Anatomical model of the human SAN with fibre orientations. Fibre directions are indicated by the direction as well as the colour of the arrows; the palette shows values of the fibre angle in respect to the horizontal plane (such that 90⁰ corresponds to vertical fibres) A: The entire tissue comprising the SAN and surrounding atrium. B: SAN formed by loosely packed nodal cells. C: Atial tissue in the area of CT - atrial cells are largely aligned along the CT and towards the SAN.

Figure 3

Model of the human torso.

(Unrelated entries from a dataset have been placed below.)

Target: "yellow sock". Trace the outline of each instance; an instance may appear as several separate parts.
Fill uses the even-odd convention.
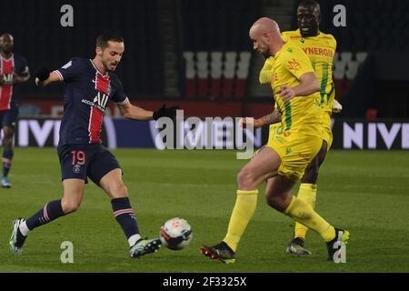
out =
[[[335,237],[335,229],[321,217],[314,209],[301,199],[293,196],[290,205],[285,209],[291,218],[302,223],[309,228],[316,231],[325,242],[330,242]]]
[[[316,199],[316,184],[301,183],[298,190],[297,198],[303,200],[309,205],[313,209],[315,206]],[[294,230],[294,237],[301,237],[305,239],[305,235],[308,227],[298,222],[295,222]]]
[[[237,190],[237,198],[230,217],[227,234],[223,239],[234,252],[237,249],[238,242],[244,233],[247,224],[252,219],[257,206],[258,190]]]

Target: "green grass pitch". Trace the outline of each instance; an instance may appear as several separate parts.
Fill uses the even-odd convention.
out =
[[[409,272],[409,152],[331,151],[318,181],[317,211],[346,227],[346,264],[326,262],[325,245],[310,231],[308,257],[285,254],[293,221],[270,208],[260,186],[256,212],[235,264],[199,253],[224,236],[235,200],[235,175],[246,163],[234,151],[115,150],[144,236],[156,236],[181,216],[194,230],[182,251],[166,248],[139,259],[114,219],[108,196],[90,183],[80,209],[33,231],[21,256],[8,250],[11,221],[27,217],[62,196],[56,151],[17,148],[11,189],[0,188],[0,272]],[[295,193],[294,189],[294,193]],[[74,264],[60,261],[61,243],[74,245]]]

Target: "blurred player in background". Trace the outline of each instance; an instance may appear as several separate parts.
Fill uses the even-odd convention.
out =
[[[331,131],[331,115],[341,111],[341,105],[334,99],[335,90],[333,82],[333,60],[336,49],[336,41],[332,35],[324,34],[319,30],[321,19],[320,5],[314,0],[302,1],[297,8],[298,29],[282,33],[283,39],[293,45],[302,48],[308,55],[313,65],[317,79],[320,81],[320,105],[323,110],[323,140],[324,146],[317,156],[308,165],[305,173],[301,179],[297,197],[313,208],[315,206],[318,179],[318,171],[325,158],[326,152],[333,142]],[[274,57],[265,60],[260,72],[260,83],[270,84]],[[283,133],[281,123],[276,123],[276,113],[271,114],[254,121],[254,127],[270,125],[270,133],[267,145],[271,145]],[[244,120],[245,123],[245,120]],[[267,182],[267,187],[271,186],[273,179]],[[295,223],[294,236],[287,246],[287,252],[296,255],[311,255],[312,252],[304,248],[305,235],[308,227]]]
[[[266,58],[274,58],[271,85],[283,134],[274,143],[264,147],[237,175],[237,198],[227,234],[221,243],[202,246],[202,253],[224,263],[235,261],[238,243],[255,211],[257,187],[263,181],[274,177],[265,190],[267,204],[319,233],[327,245],[327,259],[334,261],[341,245],[348,241],[349,232],[334,228],[311,206],[291,194],[308,164],[325,148],[320,84],[308,56],[297,45],[284,42],[274,20],[260,18],[250,28],[249,35],[255,51]]]
[[[18,84],[30,78],[27,61],[13,53],[15,41],[10,34],[0,36],[0,122],[3,129],[3,177],[2,186],[11,187],[8,179],[14,150],[13,137],[18,116],[20,88]]]
[[[175,118],[175,107],[165,105],[153,112],[133,105],[113,73],[125,51],[124,39],[106,32],[96,39],[95,57],[73,58],[60,69],[51,72],[42,68],[36,73],[35,84],[47,85],[64,82],[64,115],[61,122],[58,156],[61,164],[64,196],[51,201],[26,220],[13,222],[10,249],[22,252],[30,231],[78,209],[85,183],[89,177],[111,198],[114,216],[128,240],[131,257],[155,252],[160,239],[143,239],[122,181],[121,167],[114,156],[101,145],[101,126],[108,101],[115,102],[121,114],[130,119],[152,120],[163,116]],[[137,133],[132,133],[137,134]]]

A: The torso geometry used in the body surface potential simulations, shown here with the lungs (blue) and heart blood masses (red) within the surface mesh. B: Triangular elements selected as the positions of the electrodes used for deriving 12-lead ECGs. Lead potentials are defined as super-positions of the body surface potentials under the electrodes shown in (B): lead II = F - R, lead III = F - L, lead aVL = L - (R + F)/2, lead aVF = F - (R + L)/2.

Figure 4

Multi-scale interactions of the multi-scale models of the human atria. A: DT-MRI reconstruction of the geometry and fibre orientation the human SAN and surrounding RA can be integrated into B: 3D model of the whole atria, which can be incorporated into C: the torso model.

Figure 5

Activation sequence of the atria during the sinus rhythm. A: Paced atrial model without the SAN. B: Atrial model with the pacemaking SAN. (i) Atrial activation times (measured as the time for a cell to reach the membrane potential of −60 mV); (ii) snapshots of the BSP distributions on the surface of the torso; (iii) P-waves in four representative ECG leads.

Figure 6

AP propagation in the 3D model of the human atria. A: Spontaneous normal rhythm. B: Pacing-induced AF. (i) snapshots of the membrane potential distribution on the epicardial surface of the atria; (ii) snapshots of the BSP in the torso; (iii) P-waves in four representative ECG leads.

Figure 7

Role of atrial heterogeneity in the initiation of re-entry. A: Re-entry in heterogeneous atria. B: Focal activity in homogeneous atria. In both A and B, the RA is paced at the cycle length of 200 ms between the CT and PMs. (i) snapshots of the potential distribution on the epicardial surface of the atria for successive moments of time; (ii) P-waves in four representative ECG leads.

Figure 8

Role of atrial anisotropy in the genesis of AF. A: Multiple meandering wavelents in anisotropic atria. B: Pair of re-entrant waves in isotropic atria. In both A and B, re-entry is initiated as shown in Figure 7A. RA (i) snapshots of the potential distribution on the epicardial surface of the atria for successive moments of time; (ii) P-waves in four representative ECG leads. ECG in the anisotropic case A(ii) shows “flutter wave” in lead V₁ and “saw-tooth” morphologies in other leads, which are features of clinical AF. ECG in the isotropic case B(ii) shows P-waves with clear peaks.